NLM O7

Solution

We use the method of similar triangles to analyze the forces on the metal ball.

The ball is in equilibrium under the action of three concurrent forces:

1. Tension force ($F$) acting along the string $PB$.
2. Normal reaction force ($R$) acting radially outward along the radius $OB$.
3. Weight ($mg$) acting vertically downwards, parallel to $PO$.

Observe the geometry triangle $\Delta POB$:

• Side $PB$ is along the Tension $F$.
• Side $OB$ is along the Normal $R$.
• Side $PO$ is along the vertical (parallel to $mg$).

Since the directions of the forces match the directions of the sides of $\Delta POB$, the triangle of forces is similar to the triangle $\Delta POB$.

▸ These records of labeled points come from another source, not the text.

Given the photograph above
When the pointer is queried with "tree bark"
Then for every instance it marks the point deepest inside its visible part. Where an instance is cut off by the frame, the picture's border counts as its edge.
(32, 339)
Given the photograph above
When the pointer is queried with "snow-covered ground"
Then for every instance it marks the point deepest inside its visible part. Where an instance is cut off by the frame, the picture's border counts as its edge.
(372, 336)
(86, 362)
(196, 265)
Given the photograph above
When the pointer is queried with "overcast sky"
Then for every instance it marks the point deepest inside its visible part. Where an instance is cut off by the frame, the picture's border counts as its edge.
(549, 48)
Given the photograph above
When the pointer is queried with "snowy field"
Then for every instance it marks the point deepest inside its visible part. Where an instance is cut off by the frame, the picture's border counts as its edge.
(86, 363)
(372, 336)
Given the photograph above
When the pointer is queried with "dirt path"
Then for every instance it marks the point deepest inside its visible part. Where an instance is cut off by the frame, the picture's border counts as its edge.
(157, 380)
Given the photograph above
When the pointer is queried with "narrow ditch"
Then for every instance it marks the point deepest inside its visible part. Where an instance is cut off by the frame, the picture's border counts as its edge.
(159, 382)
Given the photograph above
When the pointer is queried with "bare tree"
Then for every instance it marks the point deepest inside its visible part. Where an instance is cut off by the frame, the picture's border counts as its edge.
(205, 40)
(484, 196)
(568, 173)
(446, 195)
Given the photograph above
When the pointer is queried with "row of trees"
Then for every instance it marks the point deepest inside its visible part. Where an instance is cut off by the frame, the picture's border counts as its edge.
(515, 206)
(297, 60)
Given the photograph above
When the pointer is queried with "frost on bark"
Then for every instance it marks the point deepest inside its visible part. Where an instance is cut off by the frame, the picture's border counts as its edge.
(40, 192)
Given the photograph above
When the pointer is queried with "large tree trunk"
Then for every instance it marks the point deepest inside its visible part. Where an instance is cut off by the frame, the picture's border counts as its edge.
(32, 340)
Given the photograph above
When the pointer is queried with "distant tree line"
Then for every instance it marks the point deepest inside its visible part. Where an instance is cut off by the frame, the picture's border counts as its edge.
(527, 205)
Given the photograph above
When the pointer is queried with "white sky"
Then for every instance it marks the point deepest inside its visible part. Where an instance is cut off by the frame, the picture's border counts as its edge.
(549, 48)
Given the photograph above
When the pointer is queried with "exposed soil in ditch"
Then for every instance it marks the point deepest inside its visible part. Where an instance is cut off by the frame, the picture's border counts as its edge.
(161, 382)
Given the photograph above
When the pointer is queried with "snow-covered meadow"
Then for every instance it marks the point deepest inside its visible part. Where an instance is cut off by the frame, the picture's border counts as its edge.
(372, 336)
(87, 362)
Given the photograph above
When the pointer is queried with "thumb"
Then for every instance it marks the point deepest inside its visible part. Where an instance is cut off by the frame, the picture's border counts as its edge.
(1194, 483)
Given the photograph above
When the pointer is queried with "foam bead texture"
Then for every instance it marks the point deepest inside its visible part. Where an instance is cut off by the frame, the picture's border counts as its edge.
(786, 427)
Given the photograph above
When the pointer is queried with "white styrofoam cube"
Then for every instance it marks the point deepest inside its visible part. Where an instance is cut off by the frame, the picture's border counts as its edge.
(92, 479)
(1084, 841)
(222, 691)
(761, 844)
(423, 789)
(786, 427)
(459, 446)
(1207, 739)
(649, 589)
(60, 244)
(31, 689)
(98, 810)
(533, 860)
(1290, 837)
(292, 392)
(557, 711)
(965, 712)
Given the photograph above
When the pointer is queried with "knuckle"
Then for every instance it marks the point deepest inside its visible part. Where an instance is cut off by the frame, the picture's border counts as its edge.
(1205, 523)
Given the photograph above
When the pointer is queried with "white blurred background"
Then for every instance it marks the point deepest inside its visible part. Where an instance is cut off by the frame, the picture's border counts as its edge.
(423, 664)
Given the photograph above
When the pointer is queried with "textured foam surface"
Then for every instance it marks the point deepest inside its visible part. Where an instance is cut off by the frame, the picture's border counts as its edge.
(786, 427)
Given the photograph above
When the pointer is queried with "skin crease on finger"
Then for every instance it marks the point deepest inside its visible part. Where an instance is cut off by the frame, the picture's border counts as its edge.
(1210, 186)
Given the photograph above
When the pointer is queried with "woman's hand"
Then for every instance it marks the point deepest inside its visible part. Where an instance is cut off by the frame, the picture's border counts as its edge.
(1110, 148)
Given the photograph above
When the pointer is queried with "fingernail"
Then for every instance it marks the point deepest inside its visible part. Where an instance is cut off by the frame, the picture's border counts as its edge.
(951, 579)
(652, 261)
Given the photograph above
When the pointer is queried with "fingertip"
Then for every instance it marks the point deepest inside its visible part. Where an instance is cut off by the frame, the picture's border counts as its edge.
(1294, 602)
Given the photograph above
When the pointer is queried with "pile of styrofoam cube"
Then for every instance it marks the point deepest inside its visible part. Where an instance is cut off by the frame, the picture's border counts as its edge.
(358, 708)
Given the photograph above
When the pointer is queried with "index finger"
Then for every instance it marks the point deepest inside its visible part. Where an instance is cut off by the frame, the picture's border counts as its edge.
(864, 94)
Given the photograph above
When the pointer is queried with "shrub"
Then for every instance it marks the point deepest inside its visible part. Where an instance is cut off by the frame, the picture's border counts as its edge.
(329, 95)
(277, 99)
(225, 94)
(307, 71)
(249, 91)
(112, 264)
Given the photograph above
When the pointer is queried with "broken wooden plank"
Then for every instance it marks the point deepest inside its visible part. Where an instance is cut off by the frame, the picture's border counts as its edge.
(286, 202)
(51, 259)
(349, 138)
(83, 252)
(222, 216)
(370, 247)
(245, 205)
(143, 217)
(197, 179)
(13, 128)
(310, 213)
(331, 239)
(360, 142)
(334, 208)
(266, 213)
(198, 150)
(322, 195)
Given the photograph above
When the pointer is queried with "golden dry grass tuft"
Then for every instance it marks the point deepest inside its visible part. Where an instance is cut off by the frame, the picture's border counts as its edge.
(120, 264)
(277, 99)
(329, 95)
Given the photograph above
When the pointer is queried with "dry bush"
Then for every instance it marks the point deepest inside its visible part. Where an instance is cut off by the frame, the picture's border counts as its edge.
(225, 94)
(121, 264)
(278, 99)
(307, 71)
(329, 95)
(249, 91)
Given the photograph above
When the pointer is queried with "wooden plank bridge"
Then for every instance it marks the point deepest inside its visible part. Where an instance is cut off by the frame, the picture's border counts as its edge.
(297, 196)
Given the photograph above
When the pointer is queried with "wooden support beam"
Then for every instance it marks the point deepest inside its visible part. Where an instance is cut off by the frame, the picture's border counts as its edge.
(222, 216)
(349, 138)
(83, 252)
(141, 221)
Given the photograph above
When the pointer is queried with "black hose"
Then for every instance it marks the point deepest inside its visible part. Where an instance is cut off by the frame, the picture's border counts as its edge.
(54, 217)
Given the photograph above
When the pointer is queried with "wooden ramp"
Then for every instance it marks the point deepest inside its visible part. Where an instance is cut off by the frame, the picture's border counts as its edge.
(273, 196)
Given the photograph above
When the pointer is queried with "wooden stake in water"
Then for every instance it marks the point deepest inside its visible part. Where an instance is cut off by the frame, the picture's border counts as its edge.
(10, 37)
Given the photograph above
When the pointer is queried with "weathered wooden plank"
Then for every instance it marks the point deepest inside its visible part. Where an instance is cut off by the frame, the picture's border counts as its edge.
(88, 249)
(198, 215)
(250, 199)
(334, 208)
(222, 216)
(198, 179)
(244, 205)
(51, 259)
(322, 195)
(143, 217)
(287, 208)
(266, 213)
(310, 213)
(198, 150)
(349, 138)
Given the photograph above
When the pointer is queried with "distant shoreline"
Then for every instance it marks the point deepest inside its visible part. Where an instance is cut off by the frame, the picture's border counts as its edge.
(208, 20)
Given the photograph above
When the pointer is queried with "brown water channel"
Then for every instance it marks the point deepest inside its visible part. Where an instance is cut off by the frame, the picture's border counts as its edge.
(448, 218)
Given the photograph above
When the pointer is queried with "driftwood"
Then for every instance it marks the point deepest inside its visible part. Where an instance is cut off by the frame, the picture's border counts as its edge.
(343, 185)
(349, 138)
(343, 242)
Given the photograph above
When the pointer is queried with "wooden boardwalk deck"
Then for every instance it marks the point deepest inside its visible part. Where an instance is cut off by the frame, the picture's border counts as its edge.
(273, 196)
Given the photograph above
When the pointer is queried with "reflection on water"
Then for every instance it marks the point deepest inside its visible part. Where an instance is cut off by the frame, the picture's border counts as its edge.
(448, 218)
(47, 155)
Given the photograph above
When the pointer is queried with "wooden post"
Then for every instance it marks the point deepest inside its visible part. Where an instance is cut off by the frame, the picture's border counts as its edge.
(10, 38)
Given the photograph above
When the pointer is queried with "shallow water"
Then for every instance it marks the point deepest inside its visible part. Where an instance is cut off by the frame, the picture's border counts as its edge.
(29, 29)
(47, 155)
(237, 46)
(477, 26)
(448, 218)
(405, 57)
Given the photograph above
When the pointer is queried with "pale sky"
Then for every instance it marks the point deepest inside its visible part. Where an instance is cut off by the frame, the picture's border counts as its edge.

We can write the ratio of force magnitude to side length:

$$ \frac{F}{PB} = \frac{R}{OB} = \frac{mg}{PO} $$

From the ratio, we can express $F$ and $R$:

$$ R = mg \left( \frac{OB}{PO} \right) $$ $$ F = mg \left( \frac{PB}{PO} \right) $$

Here:
$mg$, $OB$ (radius of hemisphere), and $PO$ (radius of hemisphere) are all constants.
Therefore, $R$ is constant (remains unchanged).

However, $PB$ represents the length of the string segment from the pulley to the ball. As the ball is pulled up towards the pulley, the length $PB$ decreases.
Since $F \propto PB$, as $PB$ decreases, $F$ decreases.